Le fait de procéder à une opération de prêt illicite de main-d'oeuvre en méconnaissance des dispositions de l'article L. 8241-1, est puni d'un emprisonnement de deux ans et d'une amende de 30 000 euros.
Les peines sont portées à cinq ans d'emprisonnement et à 75 000 € d'amende :
1° Lorsque l'infraction est commise à l'égard de plusieurs personnes ;
2° Lorsque l'infraction est commise à l'égard d'une personne dont la vulnérabilité ou l'état de dépendance sont apparents ou connus de l'auteur.
Les peines sont portées à dix ans d'emprisonnement et à 100 000 € d'amende lorsque l'infraction est commise en bande organisée.
La juridiction peut ordonner, à titre de peine complémentaire, la peine de confiscation dans les conditions et selon les modalités prévues à l'article 131-21 du code pénal.
La juridiction peut prononcer, en outre, l'interdiction de sous-traiter de la main-d'oeuvre pour une durée de deux à dix ans.
Le fait de méconnaître cette interdiction, directement ou par personne interposée, est puni d'un emprisonnement de douze mois et d'une amende de 12 000 euros.
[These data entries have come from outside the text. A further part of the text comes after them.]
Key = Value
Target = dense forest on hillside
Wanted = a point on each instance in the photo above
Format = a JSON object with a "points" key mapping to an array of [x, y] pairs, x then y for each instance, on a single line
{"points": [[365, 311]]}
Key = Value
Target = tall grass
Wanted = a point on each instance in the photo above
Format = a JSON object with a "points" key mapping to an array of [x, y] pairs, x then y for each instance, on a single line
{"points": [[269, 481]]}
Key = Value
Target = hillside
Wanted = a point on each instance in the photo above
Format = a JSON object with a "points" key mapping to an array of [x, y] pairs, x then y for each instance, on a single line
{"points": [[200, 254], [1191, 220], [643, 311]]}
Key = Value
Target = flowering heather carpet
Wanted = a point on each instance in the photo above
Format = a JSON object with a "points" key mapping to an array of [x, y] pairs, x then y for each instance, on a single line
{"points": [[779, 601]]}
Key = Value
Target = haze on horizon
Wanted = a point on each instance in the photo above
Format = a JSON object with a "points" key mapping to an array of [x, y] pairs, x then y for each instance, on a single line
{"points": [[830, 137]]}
Dans tous les cas, la juridiction peut ordonner l'affichage ou la diffusion de la décision prononcée, dans les conditions prévues à l'article 131-35 du code pénal. La juridiction peut ordonner que cette diffusion soit opérée, pour une durée maximale de deux ans, par les services du ministre chargé du travail sur un site internet, dans des conditions prévues par décret en Conseil d'Etat pris après avis de la Commission nationale de l'informatique et des libertés.
Dernière mise à jour le : 02/07/2026
Le prêt illicite de main-d’œuvre, c’est-à-dire le fait de mettre des salariés à disposition d’une autre entreprise en dehors du cadre légal prévu par le Code du travail, est sanctionné pénalement.
La personne ou l’entreprise qui commet cette infraction encourt une peine de 2 ans d’emprisonnement et 30 000 euros d’amende.
Ces sanctions sont aggravées lorsque l’infraction concerne plusieurs salariés ou lorsqu’elle est commise à l’égard d’une personne dont la vulnérabilité ou la situation de dépendance est connue de l’auteur. Dans ces cas, les peines peuvent atteindre 5 ans d’emprisonnement et 75 000 euros d’amende.
Lorsque l’infraction est réalisée dans le cadre d’une organisation structurée, autrement dit en bande organisée, les sanctions sont encore plus lourdes et peuvent aller jusqu’à 10 ans d’emprisonnement et 100 000 euros d’amende.
En complément de ces peines principales, le juge peut également prononcer la confiscation des biens ayant servi à commettre l’infraction ou qui en sont issus. Il peut aussi interdire à l’auteur de recourir au prêt de main-d’œuvre pour une durée comprise entre 2 et 10 ans.
En cas de non-respect de cette interdiction, une nouvelle infraction est constituée, punie d’1 an d’emprisonnement et de 12 000 euros d’amende.
Enfin, le tribunal peut ordonner des mesures de publicité de la décision, telles que son affichage ou sa diffusion, y compris sur un site internet du ministère chargé du travail, pour une durée pouvant aller jusqu’à 2 ans.